Cognitive Vision Research

It has for a long time been believed in vision research that a system should have a structure like in the figure below.

The first part should use the incoming image information to produce a description of the image, where different objects are recognized and assigned to the proper categories, together with information about position and other relevant parameters. A second unit would now use this information to produce actions into the physical world, e.g. to implement a robot.

This structure has not worked out very well for reasons which will become apparent. It turns out that in fact the order between the parts shall be the opposite. See figure below.

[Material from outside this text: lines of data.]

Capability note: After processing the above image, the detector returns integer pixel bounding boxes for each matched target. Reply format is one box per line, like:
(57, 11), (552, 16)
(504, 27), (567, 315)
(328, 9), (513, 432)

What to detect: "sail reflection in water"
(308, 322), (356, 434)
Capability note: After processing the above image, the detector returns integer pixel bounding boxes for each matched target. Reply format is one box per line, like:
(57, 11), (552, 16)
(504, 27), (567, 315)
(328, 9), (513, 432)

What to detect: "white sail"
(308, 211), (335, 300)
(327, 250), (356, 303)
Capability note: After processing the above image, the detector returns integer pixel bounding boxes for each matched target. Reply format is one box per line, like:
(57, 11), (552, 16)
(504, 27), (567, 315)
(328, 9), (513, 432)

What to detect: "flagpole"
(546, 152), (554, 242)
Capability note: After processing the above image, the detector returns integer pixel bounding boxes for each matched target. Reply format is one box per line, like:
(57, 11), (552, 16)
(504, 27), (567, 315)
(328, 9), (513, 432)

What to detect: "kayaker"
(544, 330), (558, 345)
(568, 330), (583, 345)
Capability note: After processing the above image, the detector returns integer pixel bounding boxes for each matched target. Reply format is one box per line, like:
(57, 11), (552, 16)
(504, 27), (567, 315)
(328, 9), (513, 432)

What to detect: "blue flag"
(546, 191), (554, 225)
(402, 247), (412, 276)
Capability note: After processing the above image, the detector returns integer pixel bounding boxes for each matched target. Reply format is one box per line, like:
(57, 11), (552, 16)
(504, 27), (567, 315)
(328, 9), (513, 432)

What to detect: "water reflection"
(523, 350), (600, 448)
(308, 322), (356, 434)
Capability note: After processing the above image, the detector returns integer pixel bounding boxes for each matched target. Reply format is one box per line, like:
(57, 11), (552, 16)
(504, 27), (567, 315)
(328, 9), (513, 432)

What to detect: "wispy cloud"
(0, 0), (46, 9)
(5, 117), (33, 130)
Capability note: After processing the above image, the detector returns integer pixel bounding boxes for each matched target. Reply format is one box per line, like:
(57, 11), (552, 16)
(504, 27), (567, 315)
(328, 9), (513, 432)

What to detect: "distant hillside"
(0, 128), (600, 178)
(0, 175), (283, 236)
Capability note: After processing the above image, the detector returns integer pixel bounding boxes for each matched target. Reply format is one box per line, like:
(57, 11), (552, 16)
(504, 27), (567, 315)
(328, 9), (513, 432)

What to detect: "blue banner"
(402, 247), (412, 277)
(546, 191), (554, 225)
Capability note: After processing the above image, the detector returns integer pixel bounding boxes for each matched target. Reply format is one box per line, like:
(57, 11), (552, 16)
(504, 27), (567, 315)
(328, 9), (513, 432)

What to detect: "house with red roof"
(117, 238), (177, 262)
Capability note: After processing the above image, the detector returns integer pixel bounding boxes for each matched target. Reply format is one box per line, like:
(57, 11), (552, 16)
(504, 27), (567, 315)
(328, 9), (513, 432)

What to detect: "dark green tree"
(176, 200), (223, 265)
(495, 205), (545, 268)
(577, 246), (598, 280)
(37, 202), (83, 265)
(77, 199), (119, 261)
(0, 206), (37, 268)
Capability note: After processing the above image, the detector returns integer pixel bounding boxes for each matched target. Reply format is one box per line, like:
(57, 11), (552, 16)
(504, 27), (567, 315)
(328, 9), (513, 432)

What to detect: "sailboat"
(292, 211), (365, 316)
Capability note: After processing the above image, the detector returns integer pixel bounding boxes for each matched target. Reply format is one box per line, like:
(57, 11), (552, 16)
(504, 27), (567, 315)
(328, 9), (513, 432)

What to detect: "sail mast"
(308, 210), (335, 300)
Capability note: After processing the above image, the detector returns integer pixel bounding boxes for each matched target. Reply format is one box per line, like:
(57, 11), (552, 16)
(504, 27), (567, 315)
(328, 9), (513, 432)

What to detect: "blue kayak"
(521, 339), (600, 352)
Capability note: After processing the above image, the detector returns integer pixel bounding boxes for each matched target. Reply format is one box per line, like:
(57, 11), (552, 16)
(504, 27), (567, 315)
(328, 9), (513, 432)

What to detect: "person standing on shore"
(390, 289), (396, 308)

The first part of the system is a reactive percept-to-action mapper. After this follows, if necessary for the application, a part which performs a symbolic processing for categorization and reasoning, in brief what we refer to as AI, and communication. For completeness, we will give a slightly more detailed structure diagram, around which the further discussion will center.

The distinctive characteristic of this structure is that percepts are mapped directly onto actions, rather than descriptions, as it was in the first figure. The reason is that this strategy allows the system to learn objects and other aspects of the environment by itself. Descriptions, of which assignment to category is one example, are generated in the symbolic part of the structure, for communication to other systems or for use in symbolic reasoning.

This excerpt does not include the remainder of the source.